EMD Relative weekly notes
Week Ending May 20, 2016
The Fed's determination to force markets to price in a higher probability of a June or July interest rate hike, expressed this week in speeches and the release of meeting minutes, is an unambiguously short-term negative for emerging market (“EM”) local currency investing. It has worked to boost short-term interest rates in the US and strengthen the US dollar. Investors, whether prescient or lucky, were already trimming their exposure to local currencies as inflows into these funds were negative for the two prior weeks while dollar inflows remained positive (although smaller).
So the question of the day is whether this portends a move similar to the long fall in EM currencies from June of 2014 to January of this year, and whether the entire asset class will come under sustained pressure.

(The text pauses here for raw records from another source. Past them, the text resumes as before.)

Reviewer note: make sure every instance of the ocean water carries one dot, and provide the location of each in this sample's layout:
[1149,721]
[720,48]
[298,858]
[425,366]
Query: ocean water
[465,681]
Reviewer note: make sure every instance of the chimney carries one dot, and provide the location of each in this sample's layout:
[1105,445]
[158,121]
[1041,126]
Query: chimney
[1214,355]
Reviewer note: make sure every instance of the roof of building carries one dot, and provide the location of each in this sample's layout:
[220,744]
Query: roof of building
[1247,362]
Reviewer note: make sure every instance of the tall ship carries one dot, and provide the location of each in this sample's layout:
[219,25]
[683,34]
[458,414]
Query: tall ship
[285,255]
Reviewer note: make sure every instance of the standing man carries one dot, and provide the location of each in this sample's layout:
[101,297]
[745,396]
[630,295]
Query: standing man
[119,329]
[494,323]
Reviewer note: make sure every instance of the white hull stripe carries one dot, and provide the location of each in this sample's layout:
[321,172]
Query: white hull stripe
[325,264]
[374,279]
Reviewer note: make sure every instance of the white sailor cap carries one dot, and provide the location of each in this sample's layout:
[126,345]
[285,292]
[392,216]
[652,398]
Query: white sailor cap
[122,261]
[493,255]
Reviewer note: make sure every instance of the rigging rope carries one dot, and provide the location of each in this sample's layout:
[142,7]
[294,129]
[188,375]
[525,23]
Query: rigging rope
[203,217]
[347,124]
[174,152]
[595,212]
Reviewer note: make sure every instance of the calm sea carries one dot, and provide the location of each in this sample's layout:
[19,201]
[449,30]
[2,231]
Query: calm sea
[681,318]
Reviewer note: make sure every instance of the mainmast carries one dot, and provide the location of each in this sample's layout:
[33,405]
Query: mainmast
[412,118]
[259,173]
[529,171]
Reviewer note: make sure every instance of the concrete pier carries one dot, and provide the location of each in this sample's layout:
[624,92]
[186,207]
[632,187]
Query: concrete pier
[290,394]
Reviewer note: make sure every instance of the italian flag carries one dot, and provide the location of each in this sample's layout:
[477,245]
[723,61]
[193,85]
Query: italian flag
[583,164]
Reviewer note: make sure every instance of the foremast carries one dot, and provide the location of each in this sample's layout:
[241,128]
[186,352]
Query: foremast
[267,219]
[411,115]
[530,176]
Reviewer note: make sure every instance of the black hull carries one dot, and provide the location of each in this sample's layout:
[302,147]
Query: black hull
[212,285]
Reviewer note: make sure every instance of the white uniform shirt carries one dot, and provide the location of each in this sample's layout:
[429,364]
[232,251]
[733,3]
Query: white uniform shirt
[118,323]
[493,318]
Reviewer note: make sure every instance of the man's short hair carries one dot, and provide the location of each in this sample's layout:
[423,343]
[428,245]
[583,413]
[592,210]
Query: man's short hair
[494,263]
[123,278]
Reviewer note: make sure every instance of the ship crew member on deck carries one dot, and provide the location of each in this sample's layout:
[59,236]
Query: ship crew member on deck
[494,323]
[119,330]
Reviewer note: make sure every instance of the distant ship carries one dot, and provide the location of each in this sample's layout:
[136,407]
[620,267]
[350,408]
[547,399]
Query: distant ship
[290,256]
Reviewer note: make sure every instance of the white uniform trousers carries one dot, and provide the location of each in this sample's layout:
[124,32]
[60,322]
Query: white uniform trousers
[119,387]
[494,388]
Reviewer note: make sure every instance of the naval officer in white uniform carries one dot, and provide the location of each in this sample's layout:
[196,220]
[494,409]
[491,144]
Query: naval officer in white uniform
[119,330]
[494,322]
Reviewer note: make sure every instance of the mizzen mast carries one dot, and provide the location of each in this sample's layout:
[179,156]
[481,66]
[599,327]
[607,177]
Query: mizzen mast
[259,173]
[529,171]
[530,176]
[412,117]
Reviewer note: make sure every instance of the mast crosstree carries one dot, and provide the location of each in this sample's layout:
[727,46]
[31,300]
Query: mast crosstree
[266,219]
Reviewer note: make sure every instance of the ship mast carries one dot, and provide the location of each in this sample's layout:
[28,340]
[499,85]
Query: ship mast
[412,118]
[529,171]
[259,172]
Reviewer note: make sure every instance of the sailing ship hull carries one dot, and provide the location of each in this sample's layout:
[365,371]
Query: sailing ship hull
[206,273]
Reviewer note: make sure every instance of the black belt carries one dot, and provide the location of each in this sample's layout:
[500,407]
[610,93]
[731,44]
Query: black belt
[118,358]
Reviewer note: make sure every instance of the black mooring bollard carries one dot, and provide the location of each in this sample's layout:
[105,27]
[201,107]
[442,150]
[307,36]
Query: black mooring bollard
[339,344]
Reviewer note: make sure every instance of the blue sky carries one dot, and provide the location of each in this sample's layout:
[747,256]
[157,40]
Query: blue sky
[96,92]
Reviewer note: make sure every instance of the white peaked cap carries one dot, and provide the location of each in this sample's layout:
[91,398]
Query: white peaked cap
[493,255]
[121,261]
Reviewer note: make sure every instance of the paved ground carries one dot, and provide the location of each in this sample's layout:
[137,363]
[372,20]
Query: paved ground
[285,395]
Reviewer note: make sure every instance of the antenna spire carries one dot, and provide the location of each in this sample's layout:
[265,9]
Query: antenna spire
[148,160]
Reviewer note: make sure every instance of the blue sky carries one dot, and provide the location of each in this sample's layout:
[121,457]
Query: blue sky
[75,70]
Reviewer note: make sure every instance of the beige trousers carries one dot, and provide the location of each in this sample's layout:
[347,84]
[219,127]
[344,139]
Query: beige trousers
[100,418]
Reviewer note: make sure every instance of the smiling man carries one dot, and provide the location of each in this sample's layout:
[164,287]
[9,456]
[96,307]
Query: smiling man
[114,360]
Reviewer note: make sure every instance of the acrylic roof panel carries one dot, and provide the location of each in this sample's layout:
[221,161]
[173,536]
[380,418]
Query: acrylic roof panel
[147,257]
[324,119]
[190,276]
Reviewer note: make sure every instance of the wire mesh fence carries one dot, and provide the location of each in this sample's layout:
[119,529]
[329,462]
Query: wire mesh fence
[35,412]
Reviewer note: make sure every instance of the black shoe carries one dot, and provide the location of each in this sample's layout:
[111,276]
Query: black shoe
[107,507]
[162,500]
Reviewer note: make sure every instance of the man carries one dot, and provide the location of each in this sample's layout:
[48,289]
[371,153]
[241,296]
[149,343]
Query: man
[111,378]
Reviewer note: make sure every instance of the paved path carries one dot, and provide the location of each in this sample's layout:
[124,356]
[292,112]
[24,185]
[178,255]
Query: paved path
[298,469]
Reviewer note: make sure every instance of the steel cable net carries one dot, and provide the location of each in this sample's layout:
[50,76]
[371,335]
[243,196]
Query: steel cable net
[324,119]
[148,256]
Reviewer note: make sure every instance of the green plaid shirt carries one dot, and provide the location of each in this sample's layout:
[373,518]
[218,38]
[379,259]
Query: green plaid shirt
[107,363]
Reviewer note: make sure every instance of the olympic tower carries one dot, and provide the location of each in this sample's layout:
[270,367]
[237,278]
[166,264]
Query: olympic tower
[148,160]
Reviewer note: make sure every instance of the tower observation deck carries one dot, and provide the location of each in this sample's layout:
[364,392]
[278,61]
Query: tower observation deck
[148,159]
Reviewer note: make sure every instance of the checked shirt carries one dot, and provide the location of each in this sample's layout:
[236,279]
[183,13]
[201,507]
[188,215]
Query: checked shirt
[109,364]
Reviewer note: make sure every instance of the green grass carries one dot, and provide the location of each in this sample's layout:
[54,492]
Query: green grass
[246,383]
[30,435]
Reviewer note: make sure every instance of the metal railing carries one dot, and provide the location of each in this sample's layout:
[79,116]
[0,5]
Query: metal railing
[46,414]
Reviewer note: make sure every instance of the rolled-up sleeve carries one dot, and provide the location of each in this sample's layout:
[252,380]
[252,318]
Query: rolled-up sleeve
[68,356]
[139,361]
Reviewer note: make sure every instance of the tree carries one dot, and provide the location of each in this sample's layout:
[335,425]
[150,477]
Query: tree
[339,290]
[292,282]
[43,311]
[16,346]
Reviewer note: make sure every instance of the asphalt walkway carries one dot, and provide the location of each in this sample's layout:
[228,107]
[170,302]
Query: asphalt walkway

We think there are extremely compelling reasons to believe this will not be the case. Further, dollar EM assets continue to look more and more attractive relative to the global fixed income asset class, in our view, and we do not expect spreads to widen on a sustained basis.
Here are the reasons why we believe the current episode will be far briefer:
− Financial conditions have already accomplished some tightening for the Federal Reserve. In the previous episode, markets—and the US dollar—had a long climb to acknowledge the beginning of a hiking cycle after years of inactivity. The chart below of the US two year Treasury bond shows that since the beginning of May yields have risen to price in another interest rate hike. In lockstep with this move, the dollar index rose 3% over the same period. Both developments represent financial tightening that works to accomplish the same thing as rate hikes by the Federal Reserve
Source: Bloomberg, US 2 Year Treasury Note; data as of May 20, 2016. Past performance is no guarantee of future results.
− The Chinese currency, CNY, has already quietly depreciated 1.4% versus the dollar since the end of March. A significant further fall in the currency would represent a risk to all asset classes, yet this episode has so far passed unnoticed. This development seems to validate our thesis that Chinese officials have learned from the two previous episodes of sudden currency shifts that caused sharp market falls.
− Unlike the 2014‒early 2016 period, the European Central Bank does not seem interested in using looser monetary policy to weaken the Euro. That means the divergence in developed market monetary policy seen earlier is highly unlikely to repeat even if the Fed hikes interest rates in the coming two months. It was that divergence—not just the Fed's market preparations—which helped cause the stratospheric USD rise that began in June of 2014 and led to historically unprecedented EM local currency losses.
If we are right, then those investors who tactically reduced local currency exposures while maintaining their EM dollar assets (currently offering very attractive yields relative to the rest of the globe) may end up being well-positioned for attractive 2016 gains in this asset class.